Nous nous sommes entretenus avec Salma, étudiante tunisienne en information et communication à l’Université Sorbonne Nouvelle en France. Salma a étudié en Tunisie et y a obtenu un baccalauréat français en plus du Bac tunisien. Les dépenses de Salma et de sa famille ont commencé depuis l’étude de la langue, pour passer l’épreuve l’homologation du baccalauréat français sur deux ans, et qui aura coûté des milliers de dinars, à raison de 50 dinars par séance.

De prime abord, notre interlocutrice affirme que les titulaires du baccalauréat français n’effectuent pas les mêmes démarches qui sont imposées aux autres étudiants, mais ils paient les frais de dossier à Campus France, alors qu’ils ne comptent pas sur cet espace pour choisir les universités dans lesquelles ils souhaitent poursuivre leurs études. Selon Salma, le montant payé par le candidat titulaire du baccalauréat français au centre Campus France était d’environ 70 dinars, en plus d’autres dépenses liées à la traduction d’un certain nombre de documents et de pièces justificatives contenus dans le dossier.

Pour les étudiants français et européens, les droits d’inscription dans les universités françaises est de 177 euros, pour la licence et de 243 euros pour le master. Ce montant est multiplié par plus de 16 pour les étudiants étrangers ayant obtenu l’avis favorable des universités publiques françaises, atteignant 2 770 euros pour le cycle licence et 3 770 euros pour le cycle master. Sachant que la plupart des candidats sont généralement originaires de pays africains, dont la langue d’enseignement est le français.

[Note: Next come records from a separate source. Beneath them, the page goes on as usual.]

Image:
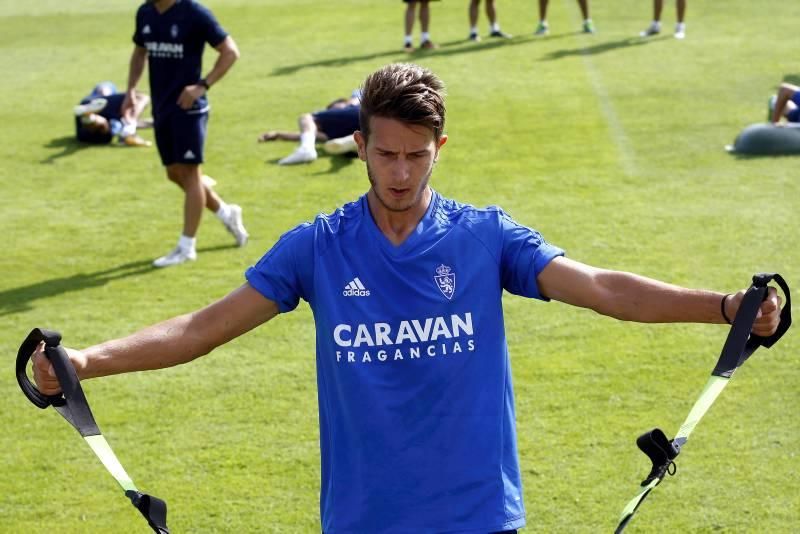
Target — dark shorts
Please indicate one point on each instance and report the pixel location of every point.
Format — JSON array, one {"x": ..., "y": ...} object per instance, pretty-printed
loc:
[
  {"x": 181, "y": 136},
  {"x": 794, "y": 115},
  {"x": 339, "y": 122}
]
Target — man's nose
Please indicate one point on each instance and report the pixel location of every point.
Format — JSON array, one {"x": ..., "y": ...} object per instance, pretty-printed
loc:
[{"x": 402, "y": 169}]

Ces sommes colossales ont fini par dissuader de nombreux candidats, incapables de les payer. Sans compter les innombrables complications auxquelles ils se heurtent avant d’y arriver. C’est le cas de Douaa qui, dans son témoignage à Nawaat, dit avoir pris sa décision de ne pas suivre la voie de Campus France à cause de l’exploitation et des conditions abusives auxquelles elle dit avoir été confrontée et qui empêchaient en fait son rêve de se réaliser :

Quand j’ai vu les coûts si élevés et réalisé l’ampleur de la discrimination entre étudiants européens et africains, j’ai décidé de renoncer à cette aventure. Au moins, j’épargnerai à ma famille toutes ces dépenses qui serviront pour nos charges quotidiennes, ici en Tunisie.

Douaa

Malgré toutes ces épreuves et les sommes d’argent qui renflouent chaque année les caisses de la France, d’aucuns reviennent bredouille. Certains d’entre eux sont contraints de réessayer chaque année dans l’espoir de quitter la Tunisie pour un ciel plus clément. A défaut de quoi, ils se rabattent sur des facultés locales, inexistantes sur les classements par indice de qualité et dépourvues des éléments de base d’une vie universitaire digne de ce nom, tout en étant hantés par le spectre du chômage après l’obtention de leur diplôme. De leur côté, les pays européens, comme la France ou l’Allemagne, profitent de cette amère réalité, en matière d’enseignement ou d’emploi, pour s’accaparer l’élite de demain à la recherche d’un emploi qui honore leurs longues années d’études et de sacrifices.